TSK’nın Afrin’e dönük “izinli” saldırısında Rusya, Halep’ten İdlib’e taşıdığı grupları Kürtlere kırdırtmayı hedefliyor. Esad ise, kente bayrak asma amacı içerisinde. ABD ve koalisyonun sessizliğini koruduğu bu tablo içerisinde Suriye Demokratik Güçleri’nin verdiği karşılık, tüm beklenti ve dengeleri de yeniden belirleyebilir.
Türkiye Cumhuriyeti Devleti’nin uluslararası güçlerin izniyle Kuzey Suriye’nin Afrin Kantonu’na saldırması, savaşı yeni bir aşamaya taşıdı. DAİŞ’e karşı verilen savaş ile dünya halklarına umut olan Demokratik Suriye Güçleri’nin (QSD) en son Rakka zaferi, Suriye’deki mevcut dengelerin yeniden kurulmasını beraberinde getirmişti.
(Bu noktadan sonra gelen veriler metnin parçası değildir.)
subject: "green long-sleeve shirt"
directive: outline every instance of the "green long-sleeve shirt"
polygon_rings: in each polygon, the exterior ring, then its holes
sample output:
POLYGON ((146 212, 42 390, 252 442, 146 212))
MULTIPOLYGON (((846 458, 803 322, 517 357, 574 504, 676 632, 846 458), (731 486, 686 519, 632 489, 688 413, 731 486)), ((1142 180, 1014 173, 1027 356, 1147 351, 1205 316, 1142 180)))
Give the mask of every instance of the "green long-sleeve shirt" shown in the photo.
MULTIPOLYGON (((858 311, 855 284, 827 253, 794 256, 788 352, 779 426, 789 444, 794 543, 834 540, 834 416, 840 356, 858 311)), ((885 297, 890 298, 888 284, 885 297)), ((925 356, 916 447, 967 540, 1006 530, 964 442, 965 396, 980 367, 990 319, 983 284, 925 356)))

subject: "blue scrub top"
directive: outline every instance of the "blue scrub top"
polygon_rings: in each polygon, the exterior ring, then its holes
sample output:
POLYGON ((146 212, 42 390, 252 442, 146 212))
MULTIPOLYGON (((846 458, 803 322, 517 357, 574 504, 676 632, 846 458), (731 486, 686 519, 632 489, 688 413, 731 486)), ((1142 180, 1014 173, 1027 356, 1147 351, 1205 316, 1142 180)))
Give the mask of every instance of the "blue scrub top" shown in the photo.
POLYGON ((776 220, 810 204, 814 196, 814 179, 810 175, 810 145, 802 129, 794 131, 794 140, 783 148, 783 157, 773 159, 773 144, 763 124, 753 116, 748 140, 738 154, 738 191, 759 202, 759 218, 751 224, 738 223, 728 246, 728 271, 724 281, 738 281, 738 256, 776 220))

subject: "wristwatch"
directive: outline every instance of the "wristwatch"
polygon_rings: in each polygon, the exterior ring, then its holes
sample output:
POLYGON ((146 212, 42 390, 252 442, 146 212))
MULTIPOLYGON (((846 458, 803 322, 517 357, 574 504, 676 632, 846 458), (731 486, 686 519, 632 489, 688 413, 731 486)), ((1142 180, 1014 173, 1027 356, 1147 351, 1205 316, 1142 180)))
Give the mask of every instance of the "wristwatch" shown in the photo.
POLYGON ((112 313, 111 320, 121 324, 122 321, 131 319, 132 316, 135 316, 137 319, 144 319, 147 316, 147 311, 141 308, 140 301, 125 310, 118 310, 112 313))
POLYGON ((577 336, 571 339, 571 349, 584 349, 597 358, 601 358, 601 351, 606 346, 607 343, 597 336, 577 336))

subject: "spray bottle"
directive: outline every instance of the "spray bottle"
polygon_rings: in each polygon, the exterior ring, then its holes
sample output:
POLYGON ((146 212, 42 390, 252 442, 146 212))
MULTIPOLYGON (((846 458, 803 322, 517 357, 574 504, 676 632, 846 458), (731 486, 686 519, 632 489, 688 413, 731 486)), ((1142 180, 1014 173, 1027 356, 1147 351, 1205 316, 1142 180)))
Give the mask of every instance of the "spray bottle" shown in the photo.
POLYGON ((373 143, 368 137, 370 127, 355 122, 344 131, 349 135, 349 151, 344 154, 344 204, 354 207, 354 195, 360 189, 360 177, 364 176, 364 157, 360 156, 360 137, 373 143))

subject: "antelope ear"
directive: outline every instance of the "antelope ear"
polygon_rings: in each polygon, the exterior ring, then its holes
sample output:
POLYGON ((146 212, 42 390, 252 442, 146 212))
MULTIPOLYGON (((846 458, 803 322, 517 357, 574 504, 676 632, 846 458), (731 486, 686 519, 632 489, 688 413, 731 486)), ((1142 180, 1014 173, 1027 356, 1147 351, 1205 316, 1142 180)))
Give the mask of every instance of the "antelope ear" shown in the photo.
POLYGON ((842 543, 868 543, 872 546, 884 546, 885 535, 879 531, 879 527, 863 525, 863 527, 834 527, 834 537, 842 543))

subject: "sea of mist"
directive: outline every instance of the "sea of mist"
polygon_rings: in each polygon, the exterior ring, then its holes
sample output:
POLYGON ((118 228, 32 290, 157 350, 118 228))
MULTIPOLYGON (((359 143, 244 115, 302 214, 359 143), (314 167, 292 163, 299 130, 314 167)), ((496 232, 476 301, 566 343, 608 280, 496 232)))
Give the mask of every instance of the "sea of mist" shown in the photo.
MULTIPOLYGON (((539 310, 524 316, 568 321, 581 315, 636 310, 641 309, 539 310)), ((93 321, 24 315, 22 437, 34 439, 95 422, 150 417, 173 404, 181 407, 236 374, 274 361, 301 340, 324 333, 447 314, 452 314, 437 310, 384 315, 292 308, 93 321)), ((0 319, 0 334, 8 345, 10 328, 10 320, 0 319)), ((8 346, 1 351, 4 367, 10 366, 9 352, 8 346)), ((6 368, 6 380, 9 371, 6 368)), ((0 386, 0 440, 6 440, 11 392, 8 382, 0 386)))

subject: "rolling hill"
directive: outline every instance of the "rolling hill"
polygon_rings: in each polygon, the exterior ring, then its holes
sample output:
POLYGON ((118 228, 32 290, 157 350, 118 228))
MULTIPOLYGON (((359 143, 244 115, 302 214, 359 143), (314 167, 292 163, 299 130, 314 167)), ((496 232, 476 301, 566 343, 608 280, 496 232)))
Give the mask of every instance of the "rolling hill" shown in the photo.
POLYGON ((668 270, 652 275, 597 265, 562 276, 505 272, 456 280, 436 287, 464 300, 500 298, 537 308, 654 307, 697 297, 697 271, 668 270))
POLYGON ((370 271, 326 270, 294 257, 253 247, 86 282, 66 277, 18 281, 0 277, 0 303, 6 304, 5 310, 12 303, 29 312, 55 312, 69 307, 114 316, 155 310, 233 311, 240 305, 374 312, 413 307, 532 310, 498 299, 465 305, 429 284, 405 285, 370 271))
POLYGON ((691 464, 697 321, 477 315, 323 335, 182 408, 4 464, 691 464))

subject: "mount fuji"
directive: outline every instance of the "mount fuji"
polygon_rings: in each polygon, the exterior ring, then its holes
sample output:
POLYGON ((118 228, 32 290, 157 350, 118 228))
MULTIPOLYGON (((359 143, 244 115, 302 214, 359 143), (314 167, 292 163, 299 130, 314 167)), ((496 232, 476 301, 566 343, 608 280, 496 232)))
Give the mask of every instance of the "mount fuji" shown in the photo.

Bu durum, Suriye savaşında adım adım sona gidildiği beklenirken, T.C’nin Afrin’i saldırısı, savaşın daha da uzayacağının sinyallerini verdi.
ÖNCE HALEP
Halep başta olmak üzere sahadaki gücünü arttırmak isteyen Rusya; Türkiye, Suudi Arabistan ve Katar gibi ülkelerin desteklediği grupları tasfiye etmek için farklı yöntemlere başvurdu. En büyük hamlesini Suriye’nin en büyük kenti olan Halep’te yapan Rusya, Türkiye’nin desteklediği ve aralarında El Kaide kökenli grupların da bulunduğu güçleri buradan taşıttırdı.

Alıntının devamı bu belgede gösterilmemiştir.